I've been trying to delve into the data from whole genome sequencing, specifically by looking at the already existing data in the 1000 genome project and gnomad, and I have a lot of questions. Does gnomAD contain the 1000gp samples?
I've found many vcf including these:
- http://ftp.1000genomes.ebi.ac.uk/vol1/ftp/release/20130502/supporting/hd_genotype_chip/
- http://ftp.1000genomes.ebi.ac.uk/vol1/ftp/phase3/integrated_sv_map/
- http://ftp.1000genomes.ebi.ac.uk/vol1/ftp/phase1/analysis_results/integrated_call_sets/
- https://gnomad.broadinstitute.org/downloads
(also what is the difference between the gnomAD variant and callset files and why are both so huge?)

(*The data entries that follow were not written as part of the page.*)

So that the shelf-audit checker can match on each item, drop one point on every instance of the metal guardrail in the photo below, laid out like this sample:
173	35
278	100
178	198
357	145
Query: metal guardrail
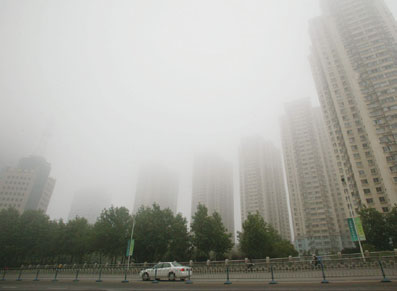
373	268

Are the really huge vcf generated from whole genome sequencing whereas the smaller ones are from chip arrays?
I'm also looking to use this data to compare a sample to them. I'm most familiar with doing this by running a UMAP on the PCA and then clustering to see where the sample lies. I found this implementation https://github.com/diazale/umap_review/blob/master/code/umap_dev_experimentation.ipynb , but it seems to skip lines and only uses the chip array sized file I think.
I've seen that plink can run PCA on many samples. Is there a way to run plink on each of the huge chromosome callset files on gnomAD to get the PCA, then use that data to generate the UMAP clustering? I haven't been able to figure out the PCA in plink, or how to combine multiple PCA from plink.
Lastly, is there an easy way to merge callsets? It's unfeasible to redo the callset from the gnomAD data, but would it be possible to add a current vcf to the current callsets for only SNPs that are already in the existing callsets? I forsee this not losing that much data since the gnomAD callsets have plenty of SNPs that will probably match up and the discordant SNPs can be discarded. Is there a program that does this?
What are these callset files you're referring to?
Also, please read the gnomAD help pages - they have answers to at least a few of the questions you're asking us here.
At the gnomAD page there's a list of files called callsets: HGDP + 1KG callset Also, the gnomAD help pages have some information, but don't seem to explain how the data were generated for a non expert in the field.
gnomAD VCFs usually don't have individual level information. These files have a bunch of INFO fields, but no columns beyond the fixed set (read VCF specification for fixed fields and genotype fields).
The callset files (which you should have specified as gnomAD v3 specific datasets) state that they contain "individual genotypes for all samples in the HGDP and 1KG datasets" must contain genotype fields for each sample, which adds a whole bunch of columns per row in the file - this should be the reason for the inflated size.
If you're interested in site level information only, you won't need the callset. You'll only need it if you want to look at the genotype fields for 1KG/HGDP samples.